Failed to execute Sign action
The error "Failed to retrieve CRL information" happens when both OCSP (Online Certificate Status Protocol) and CRL (Certificate Revocation List) validations over the certificate used for signing fail, and hence, it is not possible to check the validity of the signature.
Common causes for this behavior are:
-
The certificate does not have neither CRL nor OCSP urls.
-
The certificate has CRL or OCSP urls, but these are either invalid or did not provide any response.
-
The certificate has CRL or OCSP urls, but the connection could not be established (check firewall and proxy rules)
Common ways to resolve:
-
Use a signing certificate containing valid CRL and OCSP information.

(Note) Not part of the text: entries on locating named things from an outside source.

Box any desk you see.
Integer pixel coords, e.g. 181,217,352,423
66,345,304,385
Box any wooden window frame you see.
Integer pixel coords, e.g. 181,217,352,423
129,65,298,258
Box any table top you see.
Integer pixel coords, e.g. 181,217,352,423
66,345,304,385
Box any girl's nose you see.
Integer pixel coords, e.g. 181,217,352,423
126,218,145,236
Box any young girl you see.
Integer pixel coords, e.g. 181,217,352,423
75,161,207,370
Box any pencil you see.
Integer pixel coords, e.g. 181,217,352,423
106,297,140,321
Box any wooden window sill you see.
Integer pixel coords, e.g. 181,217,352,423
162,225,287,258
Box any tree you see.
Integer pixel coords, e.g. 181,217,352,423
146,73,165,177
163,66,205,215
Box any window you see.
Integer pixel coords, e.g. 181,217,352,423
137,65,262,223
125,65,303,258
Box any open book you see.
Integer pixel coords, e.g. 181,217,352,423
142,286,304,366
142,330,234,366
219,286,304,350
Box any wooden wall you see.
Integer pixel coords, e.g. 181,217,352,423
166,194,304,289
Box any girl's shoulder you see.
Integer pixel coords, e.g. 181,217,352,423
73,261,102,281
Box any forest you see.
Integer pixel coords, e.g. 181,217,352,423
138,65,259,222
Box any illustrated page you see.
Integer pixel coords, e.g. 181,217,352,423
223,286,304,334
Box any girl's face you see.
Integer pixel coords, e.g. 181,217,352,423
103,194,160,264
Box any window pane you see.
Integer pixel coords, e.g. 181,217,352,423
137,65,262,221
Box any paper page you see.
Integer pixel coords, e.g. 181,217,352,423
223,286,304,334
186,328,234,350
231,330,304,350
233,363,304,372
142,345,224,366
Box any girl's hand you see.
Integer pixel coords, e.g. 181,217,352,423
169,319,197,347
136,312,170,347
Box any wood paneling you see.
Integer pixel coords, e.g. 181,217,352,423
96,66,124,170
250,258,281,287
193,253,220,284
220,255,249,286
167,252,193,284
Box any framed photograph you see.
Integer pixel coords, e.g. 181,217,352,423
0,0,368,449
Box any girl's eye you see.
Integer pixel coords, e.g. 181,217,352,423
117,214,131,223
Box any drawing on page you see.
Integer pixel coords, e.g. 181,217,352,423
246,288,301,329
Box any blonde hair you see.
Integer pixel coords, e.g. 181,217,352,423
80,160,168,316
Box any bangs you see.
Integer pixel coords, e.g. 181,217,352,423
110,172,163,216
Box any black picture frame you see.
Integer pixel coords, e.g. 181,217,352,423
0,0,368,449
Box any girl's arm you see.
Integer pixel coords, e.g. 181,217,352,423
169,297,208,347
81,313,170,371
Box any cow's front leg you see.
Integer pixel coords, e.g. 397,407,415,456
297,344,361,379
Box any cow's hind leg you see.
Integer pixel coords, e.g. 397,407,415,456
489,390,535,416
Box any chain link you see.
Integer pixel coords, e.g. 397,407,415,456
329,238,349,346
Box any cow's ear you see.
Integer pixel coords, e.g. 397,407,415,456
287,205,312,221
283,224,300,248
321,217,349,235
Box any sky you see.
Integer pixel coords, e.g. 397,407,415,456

If this issue is occurring on signature methods the use the internal eSign certificate (ex: HANDWRITTEN, OTP, CLICK2SIGN), check if the configured internal certificate has OCSP or CRL information (see Installing a Signing Certificate). -
Skip the validation by using the signing.revocation.skip property.v+ You are able to select which signing methods that skip the certificate revocation step while signing a document. Use the "ALL" value to skip validations all signing methods.
signing.revocation.skip example"properties":{ "signing.revocation.skip": "ALL" }
The signing.revocation.skip method skips all revocation based on OCSP/CRL providers. This should not be used in a production environment.